Weekly digest of things I find interesting, useful, funny, thought provoking or absurd... mixed with some wise ass short observations of my own.

“How we labor at our daily work more ardently and thoughtlessly than is necessary to sustain our life because it is even more necessary not to have leisure to stop and think.” ~ Nietzsche

Car Selfies? WTF?
Why is it that everyone on the planet seems to take a selfie in the car? Everywhere I look I see selfies with background = car. Do these happen in the parking lot? At traffic lights? Do you feel you have a special glow in the car light? Why do we do this? I mean I like background shots of car seats, head rests, seat belts, and McDonald’s bags just like the next guy but come on. How about a nice selfie in front of a field of sunflowers or something.
True Story
I once went into a bathroom at a gas station in rural Georgia. They were out of toilet paper. I went up front and asked for some. The lady handed me an unused roll of lottery ticket paper.
Read it or weep
If you’re not reading something every day (and my newsletter every Sunday) you are doing yourself a great disservice. The mind connects concepts and ideas from books and makes you smarter. The more you read the better your vocabulary becomes and the better you can communicate.

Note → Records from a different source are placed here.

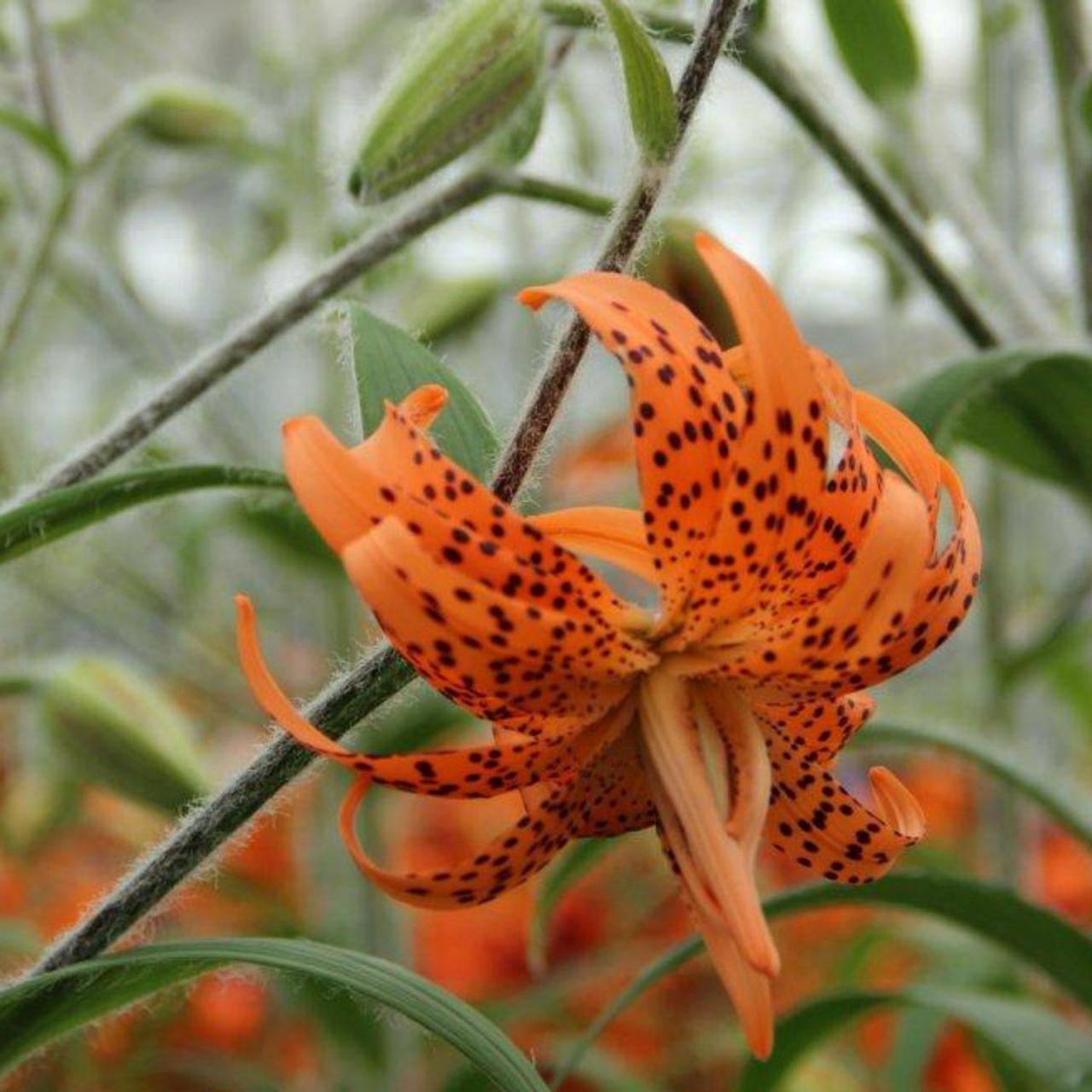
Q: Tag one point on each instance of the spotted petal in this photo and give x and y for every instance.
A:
(687, 413)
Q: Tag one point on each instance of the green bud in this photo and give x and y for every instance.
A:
(673, 264)
(113, 728)
(34, 804)
(186, 113)
(476, 63)
(449, 307)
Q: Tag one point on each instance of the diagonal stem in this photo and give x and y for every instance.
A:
(383, 673)
(882, 199)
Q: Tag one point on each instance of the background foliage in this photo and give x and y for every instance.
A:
(913, 176)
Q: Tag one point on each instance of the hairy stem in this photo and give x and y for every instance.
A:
(381, 674)
(886, 203)
(215, 363)
(45, 82)
(1066, 33)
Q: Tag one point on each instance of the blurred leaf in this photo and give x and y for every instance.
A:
(389, 363)
(1053, 1052)
(187, 113)
(63, 511)
(1049, 788)
(117, 729)
(877, 44)
(574, 864)
(448, 307)
(648, 84)
(1031, 409)
(35, 803)
(475, 63)
(45, 140)
(285, 527)
(671, 262)
(38, 1010)
(995, 913)
(512, 144)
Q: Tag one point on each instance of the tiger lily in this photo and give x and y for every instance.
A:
(790, 578)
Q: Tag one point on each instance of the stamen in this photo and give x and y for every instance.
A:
(669, 738)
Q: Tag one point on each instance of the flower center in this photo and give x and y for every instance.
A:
(706, 765)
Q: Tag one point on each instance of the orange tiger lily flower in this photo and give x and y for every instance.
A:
(787, 580)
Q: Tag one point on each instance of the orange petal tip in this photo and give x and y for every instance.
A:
(421, 405)
(897, 804)
(534, 297)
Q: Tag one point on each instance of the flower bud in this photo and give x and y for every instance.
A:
(186, 113)
(478, 62)
(673, 264)
(113, 728)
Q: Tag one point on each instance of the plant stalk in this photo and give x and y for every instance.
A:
(380, 675)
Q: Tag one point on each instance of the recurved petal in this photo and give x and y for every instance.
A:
(609, 534)
(822, 729)
(822, 827)
(946, 591)
(496, 656)
(687, 413)
(450, 514)
(779, 467)
(908, 445)
(843, 642)
(503, 864)
(468, 772)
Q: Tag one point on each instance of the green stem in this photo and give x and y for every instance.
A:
(1066, 33)
(15, 682)
(380, 675)
(886, 203)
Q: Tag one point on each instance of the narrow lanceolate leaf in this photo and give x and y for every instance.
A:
(389, 363)
(475, 63)
(187, 113)
(1026, 408)
(1043, 940)
(39, 1010)
(1052, 1054)
(648, 83)
(36, 135)
(65, 511)
(115, 728)
(877, 44)
(1056, 794)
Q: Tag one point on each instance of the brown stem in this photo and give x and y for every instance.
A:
(383, 673)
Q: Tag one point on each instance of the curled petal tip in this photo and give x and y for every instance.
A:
(897, 804)
(534, 297)
(421, 405)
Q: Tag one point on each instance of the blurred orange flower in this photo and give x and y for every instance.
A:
(785, 587)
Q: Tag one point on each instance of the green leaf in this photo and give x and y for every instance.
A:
(389, 363)
(877, 44)
(1042, 939)
(38, 1010)
(1031, 409)
(1060, 798)
(474, 63)
(574, 864)
(63, 511)
(45, 140)
(115, 728)
(1054, 1053)
(648, 83)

A reporter once asked Malcolm X what his alma mater was. His response, “Books.” 
Jeff Fatigue
This is the 17th edition of the newsletter. When I started 90+% of the subscribers were reading each week. That has slowly dwindled from 80 to 70 to now in the 60% range. Where did I go wrong? Email me and let me know. I’m gonna keep sending what I want anyways but I would like to know why my minions are choosing other villains. 
Grumpy at Work
I knew there was a method to my madness. I am sometimes (he chuckles) grumpy at work. According to this article, I am more productive as a result. There is now evidence to prove it.
(Hat Tip: Loco)
Random Humor
  • Change your Facebook username to Nobody so that when you Like something it will say “Nobody likes this.”
  • Do you ever stop the microwave at 1 second just so you can feel like a bomb defuser?
  • Don’t you hate it when someone answers their own question? I do.
  • After Monday and Tuesday even the calendar says W T F.